Comscore Tracker

Pemerintah Siapkan Insentif Untuk Kamu yang Bergaji di Bawah Rp5 Juta

Sabar ya, kebijakan ini masih dikaji

Jakarta, IDN Times - Pemerintah tengah menyiapkan bantuan insentif kepada pekerja dengan penghasilan rendah. Rencananya, bantuan dibagikan kepada 13 juta orang pekerja dengan gaji di bawah Rp5 juta.

Sabar, sebab kebijakan ini masih dikaji. Menteri Keuangan Sri Mulyani mengatakan, kebijakan itu sebagai salah satu langkah pemerintah untuk mendorong percepatan ekonomi.

"Ini akan diperkirakan memakan anggaran Rp31,2 triliun," kata Menkeu Sri Mulyani pada konferensi pers KSSK yang disiarkan secara daring, Rabu (5/8/2020).

1. Ada tambahan bantuan sosial

Pemerintah Siapkan Insentif Untuk Kamu yang Bergaji di Bawah Rp5 JutaMenteri Keuangan Sri Mulyani, Mendikbud Nadiem Makarim dan Mendagri Tito Karnavian melakukan konferensi pers di Kementerian Keuangan. (IDN Times/Hana Adi Perdana)

Pemerintah tidak hanya sedang menyiapkan insentif. Sri Mulyasi mengatakan, saat ini terus diupayakan perbaikan stimulus untuk masyarakat. Terutama bagi yang selama ini belum terjangkau. Misalnya, bantuan sosial yang ditujukan bagi penerima program keluarga harapan.

"Ini diberikan tambahan dalam bentuk beras sebanyak 11 kg dengan anggaran Rp4,6 triliun untuk 10 juta masyarakat," katanya.

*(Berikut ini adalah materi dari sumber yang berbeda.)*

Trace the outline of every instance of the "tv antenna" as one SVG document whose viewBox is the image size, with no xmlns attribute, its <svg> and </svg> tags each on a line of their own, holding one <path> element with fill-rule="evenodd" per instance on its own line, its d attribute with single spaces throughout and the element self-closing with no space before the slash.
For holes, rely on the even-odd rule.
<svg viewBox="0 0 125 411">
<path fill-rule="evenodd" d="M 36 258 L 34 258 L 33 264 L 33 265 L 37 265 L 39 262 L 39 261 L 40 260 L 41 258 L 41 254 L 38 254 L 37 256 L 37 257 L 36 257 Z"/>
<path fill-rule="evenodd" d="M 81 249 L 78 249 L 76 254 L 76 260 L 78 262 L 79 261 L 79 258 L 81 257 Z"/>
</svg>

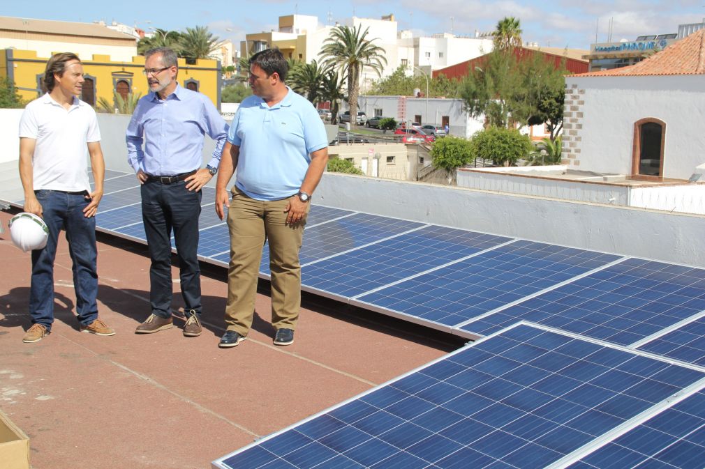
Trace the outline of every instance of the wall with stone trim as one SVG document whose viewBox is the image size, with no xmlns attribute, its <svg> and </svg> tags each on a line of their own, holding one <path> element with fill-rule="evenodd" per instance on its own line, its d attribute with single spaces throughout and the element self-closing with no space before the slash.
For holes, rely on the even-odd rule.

Baca Juga: Bansos Corona Sudah Dikucurkan ke 40 Juta Kelompok Miskin lewat PKH 

2. Bantuan tunai Rp500 ribu

Pemerintah Siapkan Insentif Untuk Kamu yang Bergaji di Bawah Rp5 JutaIlustrasi uang. IDN Times/Zainul Arifin

Selain itu, Menkeu juga menyebut soal bantuan tunai sebesar Rp500 ribu bagi penerima kartu sembako yang di luar PKH. Rencananya nih, penerimanya hampir 10 juta dengan anggaran Rp5 triliun.

"Ini akan dibayarkan Agustus," sebut eks direktur pelaksana Bank Dunia ini.

3. Bantuan sosial produktif bagi UMKM

Pemerintah Siapkan Insentif Untuk Kamu yang Bergaji di Bawah Rp5 JutaIlustrasi pelaku UMKM (ANTARA FOTO/Muhammad Bagus Khoirunas)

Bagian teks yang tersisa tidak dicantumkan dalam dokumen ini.